In principle, the Van Steenis decision provides the appropriate result. If a taxpayer’s invested capital is effectively returned to the taxpayer, it should be irrelevant whether the original property reflecting that invested capital (i.e. the trust units in Van Steenis) is retained or disposed of by the taxpayer. However, as a legal matter, the issue is perhaps not quite as clear if there is no disposition of the original property.
On a final note, the Van Steenis reasoning should not apply to retained income of a trust for a taxation year that is capitalized and paid to a unitholder or beneficiary as “capital” in a subsequent taxation year. In such case, the receipt of the “capital” by the unitholder does not reflect the unitholder’s original capital invested in the trust, even though it does normally reduce the unitholder’s adjusted cost base in the units in the trust. This scenario is largely irrelevant for unitholders in most Canadian mutual fund trusts, as these trusts pay out their net income on an annual basis. However, the point may be relevant for investments in other non-personal trusts, including foreign commercial trusts, if the trusts do not distribute all of their income on an annual basis.
 Tennant v. The Queen, 96 DTC 6121 (SCC).
 In terms of loaned money, the attribution rules (e.g. subsection 74.1(1)) explicitly provide that income from the loaned money or property substituted therefore may be subject to attribution.
 Paragraph 10 of the Van Steenis decision.
 Paragraphs (d) and (h) in “disposition”, subsection 248(1).
 Subsection 84(4) or (4.1) applies where there is no disposition of the shares.
 Income Tax Folio S3-F6-C1, “Interest Deductibility”, paragraph 1.40.
 If a court were to hold contrary to the Van Steenis rationale, the holding might open some floodgates. For example, if Van Steenis is wrong, it might be argued that the withdrawal of a partner’s capital in respect of a partnership interest acquired with borrowed money should not affect the interest deduction in respect of the borrowing, as long as withdrawal does not result in a disposition of the partner’s interest. This type of argument would be difficult to reconcile with decisions dealing with the converse case, namely, where partnership capital is withdrawn without a disposition of the partnership interest and borrowed money is used to replace the withdrawn capital; see Singleton v. The Queen, 2001 DTC 5533 (SCC).

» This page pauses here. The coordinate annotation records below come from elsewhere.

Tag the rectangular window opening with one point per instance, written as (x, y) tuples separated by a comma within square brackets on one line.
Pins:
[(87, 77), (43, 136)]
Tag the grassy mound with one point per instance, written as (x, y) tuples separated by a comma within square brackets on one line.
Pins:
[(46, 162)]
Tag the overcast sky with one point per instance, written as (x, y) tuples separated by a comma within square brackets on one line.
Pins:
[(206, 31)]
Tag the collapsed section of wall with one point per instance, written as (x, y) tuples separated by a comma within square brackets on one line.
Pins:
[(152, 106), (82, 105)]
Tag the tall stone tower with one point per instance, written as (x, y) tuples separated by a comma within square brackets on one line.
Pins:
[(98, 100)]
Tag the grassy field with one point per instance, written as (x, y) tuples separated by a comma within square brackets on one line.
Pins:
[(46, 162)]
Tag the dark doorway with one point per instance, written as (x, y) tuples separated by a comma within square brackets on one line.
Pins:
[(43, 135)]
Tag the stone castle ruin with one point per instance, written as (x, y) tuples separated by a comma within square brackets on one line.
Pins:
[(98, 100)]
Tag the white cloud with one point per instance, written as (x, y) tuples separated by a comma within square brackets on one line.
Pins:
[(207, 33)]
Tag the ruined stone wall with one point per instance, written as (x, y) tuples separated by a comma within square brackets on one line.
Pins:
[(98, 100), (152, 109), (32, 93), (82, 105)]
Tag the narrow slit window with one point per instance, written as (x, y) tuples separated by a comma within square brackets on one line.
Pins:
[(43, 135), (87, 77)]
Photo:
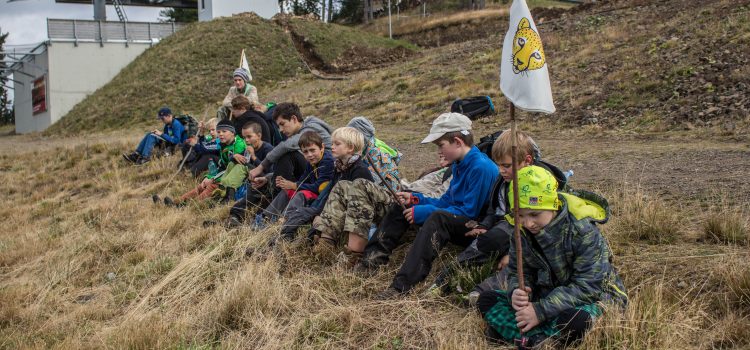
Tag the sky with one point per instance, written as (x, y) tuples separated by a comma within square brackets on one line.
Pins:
[(25, 20)]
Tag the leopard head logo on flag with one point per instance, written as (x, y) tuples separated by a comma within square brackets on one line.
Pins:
[(528, 53)]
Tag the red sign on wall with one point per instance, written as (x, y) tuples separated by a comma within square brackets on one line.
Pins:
[(39, 96)]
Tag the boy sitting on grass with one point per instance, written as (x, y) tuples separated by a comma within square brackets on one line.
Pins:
[(442, 219), (493, 233), (255, 151), (567, 266), (299, 194), (231, 145), (172, 135), (347, 147)]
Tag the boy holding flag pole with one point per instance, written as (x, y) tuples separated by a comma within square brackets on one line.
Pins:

One might then consider whether there is a meaningful legal distinction between property rights attaching to units held in a trust and property rights attaching to an interest in a partnership.
 Subparagraph 53(2)(h)(i.1).
 In this regard, certain foreign commercial trusts are exempt from the non-resident trust rules of section 94, and if so, the retained income of the trusts is not subject to annual taxation in Canada; see paragraph (h) in “exempt foreign trust”, subsection 94(1).